I find that the most interesting person to focus on is the seamstress, Aline Charigot, in the foreground holding the small dog. Renoir made her the only member of the party to neither engage in conversation nor distantly flirt. Instead Charigot directs all of her attention to her dog. The viewer cannot help but to look immediately at her. Not only does the painting lead the viewer from the top right to the bottom left accomplished with the help of horizontal and diagonal shadows but she also wears brighter colors than the rest. The more vivid colors were Renoir’s way of expressing how important she was to him. He eventually did marry her (the dog was a package deal.)

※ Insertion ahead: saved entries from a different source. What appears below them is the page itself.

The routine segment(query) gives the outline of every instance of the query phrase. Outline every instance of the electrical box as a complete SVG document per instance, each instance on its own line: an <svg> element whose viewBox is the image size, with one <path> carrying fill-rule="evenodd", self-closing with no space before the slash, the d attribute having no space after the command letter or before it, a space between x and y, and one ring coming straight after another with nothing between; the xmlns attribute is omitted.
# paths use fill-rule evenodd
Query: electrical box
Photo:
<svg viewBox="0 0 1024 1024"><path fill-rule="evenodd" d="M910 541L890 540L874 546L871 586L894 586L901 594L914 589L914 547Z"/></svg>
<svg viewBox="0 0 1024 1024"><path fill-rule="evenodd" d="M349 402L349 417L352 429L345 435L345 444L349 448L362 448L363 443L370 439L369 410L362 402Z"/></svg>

Renoir employed Impressionist painting techniques by using individual brushstrokes to build up the landscape, as opposed to one large stroke to create a basic background. Many critics have compared Luncheon of the Boating Party to paintings such as Lunch at the Restaurant Fournaise, Monsieur Fournaise, Le Grenoillere, but nobody has compared it to Sunday Afternoon at La Grand Jatte by George Seurat. The painting holds the repose themes of Impressionisn, but the stiffness in the painting suggests that it is from earlier Impressionism. La Grand Jatte was a place for the upper-middle class to go and it was typically overcrowded on Sundays. Seurat painted it as he thought it should be. Art critics have argued that the park setting at La Grand Jatte was so unnatural because people would go there to be seen, rather than enjoy the natural setting. Unlike Seurat, Renoir had a different understanding of a casual Sunday afternoon. Renoir painted Boating Party in the way he wanted the luncheon to be-- the ideal situation where nobody would flirt with his wife-to-be.
The two painters had the same idea in mind: To create their perfect Sunday day. However they are also very opposite. Renoir’s Luncheon of the Boating Party is more historical because it shows the advancement of the industrial revolution. The messy table and loose attire definitely makes Boating Party a more leisurely place to be; as oppose to Seurat’s Sunday Afternoon at La Grande Jatte where the people were systematically places with stiff clothing and stiff painting.
But to be fair, after a long week, my favorite painting is Sunday Morning at Ev’s Couch.